“Le critiche pubbliche del Pd, nazionali e regionali, in questo post-elezioni non sono state un bello spettacolo”, così l’analisi del sindaco di Ruda, Franco Lenarduzzi. “Si corre solo il rischio di alimentarne il malcontento e le fratture. Anche se la dialettica è tutto sommato normale: come nello sport, quando si perde la partita, la ricerca di capri espiatori e di responsabilità è prevedibile. Ma occorre, per chi è più che spettatore, andare oltre: non solo guardando alla forma di ciò che è accaduto, ma alla sostanza”.
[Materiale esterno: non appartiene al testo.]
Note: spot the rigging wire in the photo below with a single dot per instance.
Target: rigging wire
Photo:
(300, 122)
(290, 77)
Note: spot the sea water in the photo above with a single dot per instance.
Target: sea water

“Mi riferisco alle condizioni della discesa in campo, oggettivamente improponibili per l’ampio divario di forze a sostegno delle coalizioni a confronto. Si dirà che anche le alleanze elettorali sono frutto di decisioni politiche e, come tali, anch’esse soggette a critiche. Però, che altra disponibilità avrebbe dovuto promuovere il Pd oltre a quella dimostrata in questa condizione?”, prosegue Lenarduzzi.
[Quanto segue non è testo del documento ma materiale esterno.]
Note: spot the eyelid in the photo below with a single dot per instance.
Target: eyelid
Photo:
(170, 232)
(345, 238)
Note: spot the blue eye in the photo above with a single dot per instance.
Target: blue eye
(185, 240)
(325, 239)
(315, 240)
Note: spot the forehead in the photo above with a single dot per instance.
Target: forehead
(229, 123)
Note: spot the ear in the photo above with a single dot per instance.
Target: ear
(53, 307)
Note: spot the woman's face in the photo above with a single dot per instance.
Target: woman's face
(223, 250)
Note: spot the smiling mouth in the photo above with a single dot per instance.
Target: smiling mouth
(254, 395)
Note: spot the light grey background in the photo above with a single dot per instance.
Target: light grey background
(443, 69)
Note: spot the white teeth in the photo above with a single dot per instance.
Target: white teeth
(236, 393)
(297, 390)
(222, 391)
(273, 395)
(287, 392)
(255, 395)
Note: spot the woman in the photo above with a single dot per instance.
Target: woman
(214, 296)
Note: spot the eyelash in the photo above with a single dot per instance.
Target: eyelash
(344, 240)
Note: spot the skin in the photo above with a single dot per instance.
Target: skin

“Si potranno criticare superficialità, sbagli, ma non di certo la generosità dell’averci provato, in un contesto che, come quello della caduta del governo Draghi, aveva annullato ogni coordinata. Osservatori, opinionisti, leader politici a noi vicini, da sempre trovano nella scorciatoia della critica distruttiva verso il Pd una facile prassi. Quasi a non volergli perdonare di riuscire ad attraversare ogni tempesta e di mantenere, comunque, quella percentuale significativa per farne baricentrico di qualsiasi progetto alternativo alla destra”.
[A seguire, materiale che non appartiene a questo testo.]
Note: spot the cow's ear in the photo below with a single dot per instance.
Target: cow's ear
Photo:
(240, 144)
“Il risultato di questa critica è che flussi di elettori drenano dal Pd in direzione di liste già comunicanti, mancando l’obiettivo di allargare il consenso a elettori nuovi o coinvolgendo la partecipazione degli astenuti. Sta per partire una fase congressuale storicamente decisiva, che coinvolgerà anche gli assetti regionali, per formalizzare la chiusura di un ciclo e determinarne necessariamente l’apertura di uno nuovo. Analisi e autocritiche, a differenza che in passato, dovranno essere – in quella sede e stavolta inequivocabilmente! – schiette e dirette, foriere di un dibattito vero, severo, ma costruttivo e generativo: identità, organizzazione, leadership, rapporto con i territori, relazioni con gli stakeholder (economici, sociali, culturali) saranno oggetto di un confronto che dovra ridisegnare il Dna della nostra comunità e il nostro modo di essere rappresentativi. Ed è quello che ci si augura soprattutto l’intera regione”.
“Lo si faccia. Partendo, malgrado tutto, da quella concretezza che anima le nostre comunità, dove tanti bravi amministratori operano con competenza e passione. La nostra organizzazione, seppure apparentemente ammaccata, ha in sé le migliori risorse umane e ideali. Sì riparta da qui per creare percorsi nuovi, per contribuire alla costruzione di una visione alternativa alla destra per una regione viva, veramente autonoma, forte, e non una contea periferica del Veneto”, conclude Lenarduzzi.